Escalating trade tensions, and tariffs from US President Donald Trump’s administration, could give BRICS countries fresh purpose to push forward their trade agendas
China’s President Xi Jinping addresses delegates at a Business Forum organized during the 10th BRICS summit on July 25 at the Sandton Convention Centre in Johannesburg, South Africa.China’s President Xi Jinping addresses delegates at a Business Forum organized during the 10th BRICS summit on July 25 at the Sandton Convention Centre in Johannesburg, South Africa.

China and South Africa urged fellow BRICS governments on Wednesday to fight protectionism and promote multilateral global trade in the face of tariff threats by US President Donald Trump that threaten global trade.

Trump's warnings have given Brazil, Russia, India, China and South Africa fresh impetus to enhance trade cooperation, and officials at a three-day summit that kicked off in Johannesburg on Wednesday found a collective voice championing global trade, news outlets reported.

The meeting of presidents from the trade bloc is the first since Trump's administration launched a push to rebalance trade multilateralism that Trump has deemed unfair, relationships which the United States once championed.

Escalating trade tensions, and tariffs from US President Donald Trump's administration, could give BRICS countries fresh purpose to push forward their trade agendas.

South African President Cyril Ramaphosa opened the 10th annual BRICS Leaders Summit at the Sandton Convention Center on Wednesday. The summit takes place from Wednesday to Friday.

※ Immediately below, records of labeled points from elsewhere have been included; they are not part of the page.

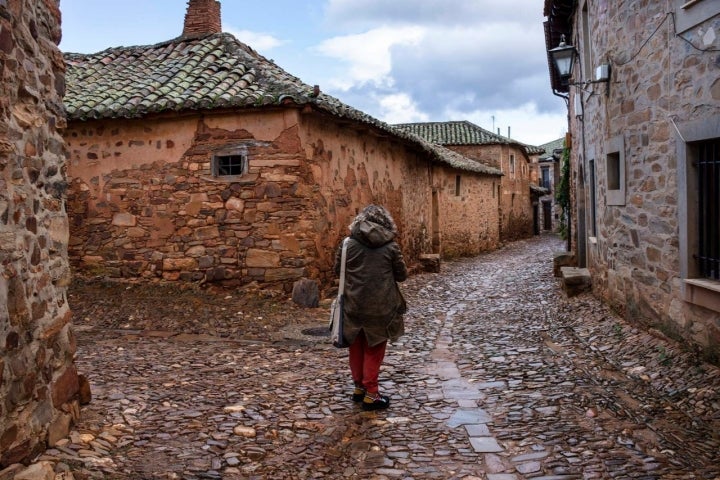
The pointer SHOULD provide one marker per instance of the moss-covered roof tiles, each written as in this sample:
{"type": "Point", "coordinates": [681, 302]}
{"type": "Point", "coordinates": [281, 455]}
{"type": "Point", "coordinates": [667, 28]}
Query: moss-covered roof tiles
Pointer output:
{"type": "Point", "coordinates": [204, 73]}
{"type": "Point", "coordinates": [462, 133]}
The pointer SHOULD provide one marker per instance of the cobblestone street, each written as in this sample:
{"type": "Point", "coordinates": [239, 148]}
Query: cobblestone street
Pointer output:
{"type": "Point", "coordinates": [499, 377]}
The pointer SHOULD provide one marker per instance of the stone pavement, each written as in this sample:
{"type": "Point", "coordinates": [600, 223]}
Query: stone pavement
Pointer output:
{"type": "Point", "coordinates": [499, 377]}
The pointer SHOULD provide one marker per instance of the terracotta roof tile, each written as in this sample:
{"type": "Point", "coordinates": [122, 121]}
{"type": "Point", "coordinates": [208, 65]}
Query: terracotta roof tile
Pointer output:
{"type": "Point", "coordinates": [462, 133]}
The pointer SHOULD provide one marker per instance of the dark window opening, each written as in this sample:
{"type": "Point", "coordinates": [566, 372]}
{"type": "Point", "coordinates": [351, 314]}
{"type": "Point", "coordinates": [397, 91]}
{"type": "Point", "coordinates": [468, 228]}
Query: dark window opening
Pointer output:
{"type": "Point", "coordinates": [231, 165]}
{"type": "Point", "coordinates": [613, 171]}
{"type": "Point", "coordinates": [545, 178]}
{"type": "Point", "coordinates": [708, 256]}
{"type": "Point", "coordinates": [593, 199]}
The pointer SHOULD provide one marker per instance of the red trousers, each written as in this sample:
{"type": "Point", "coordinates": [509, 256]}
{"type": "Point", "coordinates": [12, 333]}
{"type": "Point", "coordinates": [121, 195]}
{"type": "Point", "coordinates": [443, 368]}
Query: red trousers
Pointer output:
{"type": "Point", "coordinates": [365, 362]}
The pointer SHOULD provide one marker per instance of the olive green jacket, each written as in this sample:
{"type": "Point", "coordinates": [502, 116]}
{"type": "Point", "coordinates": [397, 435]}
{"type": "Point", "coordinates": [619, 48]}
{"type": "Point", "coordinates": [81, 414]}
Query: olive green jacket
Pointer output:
{"type": "Point", "coordinates": [373, 302]}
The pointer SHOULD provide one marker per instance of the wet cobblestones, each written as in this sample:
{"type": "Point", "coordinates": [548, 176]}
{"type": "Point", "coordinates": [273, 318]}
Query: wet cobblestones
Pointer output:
{"type": "Point", "coordinates": [500, 377]}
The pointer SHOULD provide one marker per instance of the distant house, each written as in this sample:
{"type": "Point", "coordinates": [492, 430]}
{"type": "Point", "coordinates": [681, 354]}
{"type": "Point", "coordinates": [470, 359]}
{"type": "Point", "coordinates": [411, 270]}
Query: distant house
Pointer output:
{"type": "Point", "coordinates": [517, 196]}
{"type": "Point", "coordinates": [644, 110]}
{"type": "Point", "coordinates": [198, 159]}
{"type": "Point", "coordinates": [546, 174]}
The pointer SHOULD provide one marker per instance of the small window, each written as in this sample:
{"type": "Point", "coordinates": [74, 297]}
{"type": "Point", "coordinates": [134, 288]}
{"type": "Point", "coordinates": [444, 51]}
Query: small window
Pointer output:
{"type": "Point", "coordinates": [708, 172]}
{"type": "Point", "coordinates": [615, 172]}
{"type": "Point", "coordinates": [228, 165]}
{"type": "Point", "coordinates": [613, 167]}
{"type": "Point", "coordinates": [689, 13]}
{"type": "Point", "coordinates": [232, 162]}
{"type": "Point", "coordinates": [593, 199]}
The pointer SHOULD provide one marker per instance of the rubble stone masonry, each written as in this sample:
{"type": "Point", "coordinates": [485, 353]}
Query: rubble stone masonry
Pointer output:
{"type": "Point", "coordinates": [664, 80]}
{"type": "Point", "coordinates": [38, 380]}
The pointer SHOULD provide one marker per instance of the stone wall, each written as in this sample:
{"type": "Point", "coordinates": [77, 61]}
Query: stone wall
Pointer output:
{"type": "Point", "coordinates": [634, 242]}
{"type": "Point", "coordinates": [38, 380]}
{"type": "Point", "coordinates": [516, 216]}
{"type": "Point", "coordinates": [144, 202]}
{"type": "Point", "coordinates": [469, 214]}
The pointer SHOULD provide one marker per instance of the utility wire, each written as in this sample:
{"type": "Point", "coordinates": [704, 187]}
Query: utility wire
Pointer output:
{"type": "Point", "coordinates": [647, 40]}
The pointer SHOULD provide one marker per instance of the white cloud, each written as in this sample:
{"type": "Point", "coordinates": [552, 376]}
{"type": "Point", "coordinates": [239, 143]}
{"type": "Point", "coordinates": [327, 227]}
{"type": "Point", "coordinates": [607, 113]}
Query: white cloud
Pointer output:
{"type": "Point", "coordinates": [258, 41]}
{"type": "Point", "coordinates": [400, 108]}
{"type": "Point", "coordinates": [368, 55]}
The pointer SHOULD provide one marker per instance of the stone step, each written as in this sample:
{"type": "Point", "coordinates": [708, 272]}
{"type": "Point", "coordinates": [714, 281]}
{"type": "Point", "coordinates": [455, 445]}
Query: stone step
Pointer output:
{"type": "Point", "coordinates": [430, 262]}
{"type": "Point", "coordinates": [575, 280]}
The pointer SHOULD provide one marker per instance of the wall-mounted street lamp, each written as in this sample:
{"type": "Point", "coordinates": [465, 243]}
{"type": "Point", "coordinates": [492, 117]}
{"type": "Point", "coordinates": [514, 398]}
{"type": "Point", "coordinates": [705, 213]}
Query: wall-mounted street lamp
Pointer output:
{"type": "Point", "coordinates": [563, 57]}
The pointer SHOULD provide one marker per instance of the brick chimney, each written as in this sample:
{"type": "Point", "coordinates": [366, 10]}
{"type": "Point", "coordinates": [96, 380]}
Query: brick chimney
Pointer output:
{"type": "Point", "coordinates": [202, 18]}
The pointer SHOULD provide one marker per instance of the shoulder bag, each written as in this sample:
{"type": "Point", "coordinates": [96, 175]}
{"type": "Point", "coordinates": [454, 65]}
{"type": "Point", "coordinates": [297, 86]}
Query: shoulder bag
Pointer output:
{"type": "Point", "coordinates": [336, 311]}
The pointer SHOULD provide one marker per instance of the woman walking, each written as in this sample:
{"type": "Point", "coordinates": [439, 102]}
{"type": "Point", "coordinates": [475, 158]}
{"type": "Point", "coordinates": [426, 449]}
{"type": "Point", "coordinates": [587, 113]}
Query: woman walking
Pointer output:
{"type": "Point", "coordinates": [373, 304]}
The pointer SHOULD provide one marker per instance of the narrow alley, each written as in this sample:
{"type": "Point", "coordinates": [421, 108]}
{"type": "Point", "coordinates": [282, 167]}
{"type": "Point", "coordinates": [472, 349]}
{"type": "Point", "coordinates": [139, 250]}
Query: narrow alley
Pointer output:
{"type": "Point", "coordinates": [499, 377]}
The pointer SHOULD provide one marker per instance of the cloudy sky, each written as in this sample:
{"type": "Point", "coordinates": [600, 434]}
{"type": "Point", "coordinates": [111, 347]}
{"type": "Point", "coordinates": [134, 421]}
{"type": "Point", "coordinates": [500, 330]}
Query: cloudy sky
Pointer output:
{"type": "Point", "coordinates": [397, 60]}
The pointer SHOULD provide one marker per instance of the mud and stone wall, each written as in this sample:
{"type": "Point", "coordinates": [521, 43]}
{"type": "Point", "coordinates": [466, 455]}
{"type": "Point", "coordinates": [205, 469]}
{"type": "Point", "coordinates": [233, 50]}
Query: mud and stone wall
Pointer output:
{"type": "Point", "coordinates": [469, 213]}
{"type": "Point", "coordinates": [144, 201]}
{"type": "Point", "coordinates": [634, 239]}
{"type": "Point", "coordinates": [38, 379]}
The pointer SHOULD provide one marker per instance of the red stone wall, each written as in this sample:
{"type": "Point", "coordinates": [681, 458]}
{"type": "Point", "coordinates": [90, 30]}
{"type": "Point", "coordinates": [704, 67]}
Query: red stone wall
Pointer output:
{"type": "Point", "coordinates": [469, 212]}
{"type": "Point", "coordinates": [202, 17]}
{"type": "Point", "coordinates": [38, 380]}
{"type": "Point", "coordinates": [144, 203]}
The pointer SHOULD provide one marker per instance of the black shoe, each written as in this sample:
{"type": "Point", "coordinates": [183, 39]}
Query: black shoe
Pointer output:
{"type": "Point", "coordinates": [380, 402]}
{"type": "Point", "coordinates": [358, 394]}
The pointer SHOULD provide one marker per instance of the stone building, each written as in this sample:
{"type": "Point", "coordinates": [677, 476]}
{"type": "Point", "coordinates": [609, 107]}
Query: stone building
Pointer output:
{"type": "Point", "coordinates": [38, 379]}
{"type": "Point", "coordinates": [198, 159]}
{"type": "Point", "coordinates": [644, 113]}
{"type": "Point", "coordinates": [517, 195]}
{"type": "Point", "coordinates": [545, 172]}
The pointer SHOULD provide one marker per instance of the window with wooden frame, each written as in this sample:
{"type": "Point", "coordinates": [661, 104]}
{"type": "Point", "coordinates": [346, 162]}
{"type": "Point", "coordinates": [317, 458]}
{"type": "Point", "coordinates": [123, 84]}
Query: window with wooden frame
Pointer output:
{"type": "Point", "coordinates": [615, 171]}
{"type": "Point", "coordinates": [698, 160]}
{"type": "Point", "coordinates": [230, 163]}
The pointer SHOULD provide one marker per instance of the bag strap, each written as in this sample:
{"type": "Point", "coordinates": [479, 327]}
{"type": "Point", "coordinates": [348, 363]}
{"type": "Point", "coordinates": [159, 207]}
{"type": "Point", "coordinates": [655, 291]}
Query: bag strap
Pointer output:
{"type": "Point", "coordinates": [343, 257]}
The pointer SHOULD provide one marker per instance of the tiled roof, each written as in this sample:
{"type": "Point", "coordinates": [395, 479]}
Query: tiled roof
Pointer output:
{"type": "Point", "coordinates": [550, 147]}
{"type": "Point", "coordinates": [461, 133]}
{"type": "Point", "coordinates": [212, 72]}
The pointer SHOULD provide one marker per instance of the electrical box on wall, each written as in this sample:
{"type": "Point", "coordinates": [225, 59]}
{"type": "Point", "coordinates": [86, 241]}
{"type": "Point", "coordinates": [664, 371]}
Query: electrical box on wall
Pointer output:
{"type": "Point", "coordinates": [602, 73]}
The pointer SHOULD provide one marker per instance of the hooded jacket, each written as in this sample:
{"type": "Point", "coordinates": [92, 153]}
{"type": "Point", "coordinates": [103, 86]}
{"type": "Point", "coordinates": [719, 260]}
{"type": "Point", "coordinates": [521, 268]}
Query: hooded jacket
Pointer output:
{"type": "Point", "coordinates": [373, 302]}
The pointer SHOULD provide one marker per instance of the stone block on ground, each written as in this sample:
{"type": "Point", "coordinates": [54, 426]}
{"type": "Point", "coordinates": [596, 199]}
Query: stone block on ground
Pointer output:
{"type": "Point", "coordinates": [575, 280]}
{"type": "Point", "coordinates": [306, 293]}
{"type": "Point", "coordinates": [430, 262]}
{"type": "Point", "coordinates": [37, 471]}
{"type": "Point", "coordinates": [562, 259]}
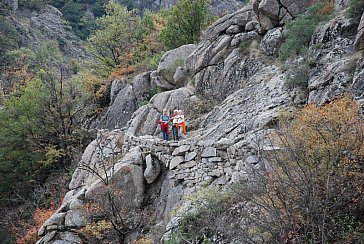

South Africa’s trade minister addressed the summit with a warning that the world’s trading system is enduring “enormous turbulence”.

Rob Davies referred to economic worries related to US tariffs on goods from major trading partners and retaliatory action from those countries. Davies calls it “a moment of crisis for the global multilateral trading system”.

He said Africa’s most industrialized economy was being hurt in collateral damage. “All of us in BRICS agree that this moment in the global economy requires us to strengthen our partnership.”

“This moment is characterized by unilateralism, by a move towards discriminatory policies on tariffs above WTO boundaries applied to some and not to others,” Davies said.

Zhang Shaogang, director general in the Ministry of Commerce of China, told the summit: “It is our sincere obligation to showcase our commitment towards the multilateral trading system, to safeguard the existence of the World Trade Organization and also show our clear and strong position against any unilateral action and protectionism,” Reuters said.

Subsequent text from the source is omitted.